Genetic Programming takes genetic algorithms a step further, and treats programs as the parameters. For example, you would breeding pathfinding algorithms instead of paths, and your fitness function would rate each algorithm based on how well it does. For pathfinding, we already have a good algorithm and we do not need to evolve a new one.
It may be that as with neural networks, genetic algorithms can be applied to some portion of the pathfinding problem. However, I do not know of any uses in this context.
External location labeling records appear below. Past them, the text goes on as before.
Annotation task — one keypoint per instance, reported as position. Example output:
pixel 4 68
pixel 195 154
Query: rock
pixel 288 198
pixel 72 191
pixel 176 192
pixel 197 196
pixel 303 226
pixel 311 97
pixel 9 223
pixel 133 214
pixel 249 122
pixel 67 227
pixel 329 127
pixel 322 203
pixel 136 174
Instead, a more promising approach seems to be to use pathfinding, for which solutions are known, as one of many tools available to evolving agents.
Like genetic algorithms, Reinforcement Learning is an unsupervised learning problem. However, unlike genetic algorithms, agents can learn during their lifetimes; it’s not necessary to wait to see if they “live” or “die”. Also, it’s possible for multiple agents experiencing different things to share what they’ve learned. Reinforcement learning has some similarities to the core of A*. In A*, reaching the end goal is propagated back to mark all the choices that were made along the path; other choices are discarded. In reinforcement learning, every state can be evaluated and its reward (or punishment) is propagated back to mark all the choices that were made leading up to that state. The propagation is made using a value function, which is somewhat like the heuristic function in A*, except that it’s updated as the agents try new things and learn what works. One of the key advantages of reinforcement learning and genetic algorithms over simpler approaches is that there is a choice made between exploring new things and exploiting the information learned so far. In genetic algorithms, the exploration via mutation; in reinforcement learning, the exploration is via exlicitly allowing the probability of choosing new actions.
As with genetic algorithms, I don’t believe reinforcement learning should be used for the pathfinding problem itself, but instead as a guide for teaching agents how to behave in the game world.